What stands between you and your fears?  Money?  People?  Stuff?  Your strength?  Does it seem to be coming up short?   Perhaps the Spirit is inviting you to send them across the river, count them as lost, and allow the encounter, the wrestling to begin.

May you make yourself vulnerable to his approach.  And may he meet you as you are, and join you in your dark night, in your fear, replacing your fear, up close and personal, body to body, soul to soul, no distance between you.  And may the one who brings the dawn to every dark night, bring your contest to its conclusion, perhaps as suddenly as it begins, on his terms, honoring the deepest longing of your heart, which he in fact placed there, leaving you alive (do you hear that, alive!  really alive!), and with newfound hope.

What is the source of this kind of hope?  And why does it come in this way?  Why so often in this way? 

The source is a God who loves so much, who is so committed to blessing, so committed to restoring his creation, to repairing it, to renewing it and us and including us in his work of restoration and repair and renewal, that the roundabout, mixed up, muddled way we've come into the blessing and into his love really isn't what matters to him.  We are all that matters to him.  He will not leave us alone (it’s not good for a man to be alone…). 

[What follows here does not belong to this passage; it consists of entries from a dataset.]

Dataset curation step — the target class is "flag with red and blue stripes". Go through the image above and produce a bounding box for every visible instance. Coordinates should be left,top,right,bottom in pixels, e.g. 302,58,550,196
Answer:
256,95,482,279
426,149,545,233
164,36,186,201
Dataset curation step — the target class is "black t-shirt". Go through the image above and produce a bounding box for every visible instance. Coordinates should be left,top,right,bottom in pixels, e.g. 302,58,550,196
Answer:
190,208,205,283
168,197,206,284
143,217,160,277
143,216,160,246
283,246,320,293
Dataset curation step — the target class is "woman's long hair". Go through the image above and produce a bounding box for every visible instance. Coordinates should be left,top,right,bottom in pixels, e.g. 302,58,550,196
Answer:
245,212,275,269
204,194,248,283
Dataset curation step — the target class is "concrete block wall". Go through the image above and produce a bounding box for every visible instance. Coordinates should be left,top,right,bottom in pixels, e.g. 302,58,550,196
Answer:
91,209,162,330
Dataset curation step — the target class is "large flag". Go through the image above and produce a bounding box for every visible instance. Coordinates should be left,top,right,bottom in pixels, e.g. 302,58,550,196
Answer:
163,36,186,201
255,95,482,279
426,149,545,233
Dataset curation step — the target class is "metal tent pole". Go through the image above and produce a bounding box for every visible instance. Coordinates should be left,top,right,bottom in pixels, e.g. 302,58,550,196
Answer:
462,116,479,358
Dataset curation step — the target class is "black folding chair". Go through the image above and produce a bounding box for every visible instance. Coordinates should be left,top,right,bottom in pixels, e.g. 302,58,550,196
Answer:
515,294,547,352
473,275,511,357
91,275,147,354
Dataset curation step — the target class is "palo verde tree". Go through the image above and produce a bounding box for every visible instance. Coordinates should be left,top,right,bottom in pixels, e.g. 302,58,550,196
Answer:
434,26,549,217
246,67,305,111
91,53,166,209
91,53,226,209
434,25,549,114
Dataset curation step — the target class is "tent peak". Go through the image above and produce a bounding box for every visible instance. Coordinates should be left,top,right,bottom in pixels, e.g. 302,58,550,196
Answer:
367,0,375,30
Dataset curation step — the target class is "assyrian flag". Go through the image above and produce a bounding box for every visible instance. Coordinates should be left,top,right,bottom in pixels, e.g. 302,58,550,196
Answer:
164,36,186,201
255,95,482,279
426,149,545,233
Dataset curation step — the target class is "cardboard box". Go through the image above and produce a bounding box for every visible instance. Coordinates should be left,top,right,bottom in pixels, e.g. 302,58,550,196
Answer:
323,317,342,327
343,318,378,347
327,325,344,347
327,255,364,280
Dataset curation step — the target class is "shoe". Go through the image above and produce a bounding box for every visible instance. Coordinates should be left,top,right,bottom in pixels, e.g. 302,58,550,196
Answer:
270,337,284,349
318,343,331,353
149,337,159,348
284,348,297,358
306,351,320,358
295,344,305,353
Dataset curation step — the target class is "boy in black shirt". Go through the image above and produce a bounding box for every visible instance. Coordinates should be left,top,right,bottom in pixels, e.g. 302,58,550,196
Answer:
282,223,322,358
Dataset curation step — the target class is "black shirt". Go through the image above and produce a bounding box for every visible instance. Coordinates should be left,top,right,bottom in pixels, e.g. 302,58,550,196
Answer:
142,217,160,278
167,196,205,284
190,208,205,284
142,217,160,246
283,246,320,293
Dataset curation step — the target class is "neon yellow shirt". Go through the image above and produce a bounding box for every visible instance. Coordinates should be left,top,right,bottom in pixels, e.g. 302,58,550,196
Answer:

Is this not a pre-cursor?  The shadow coming ahead of the figure around the bend, of the other exactly as we are, but somehow more who is to come?  Jesus, meeting us intimately, the love of God in flesh and blood, joining in our struggle.  Jesus, so committed to blessing and all that he intends through it, that he will join us in the deathly dark of night.  From the moment of his birth one not so silent night ‘til his death, when the sky goes dark.  

And there will be mystery about him all along the way.  And we will not want to let him go.  But it will seem that he is the one who sustains the injury at our hands, not the other way around this time.  Still, like Jacob, he will prevail, and be alive, and as the sun rises, we will see him walking, ahead of us into the promised land.  We with our limp, and he with his scars.  Hope blazing in the rising son, the dew of the night still on our feet but new light on our path.  And perhaps we will remember there was a name posted above his head - king of the Jews - which was true enough.  But when the wrestling is done, his real name is revealed, and truer still.  King of Israel.  Savior of the world.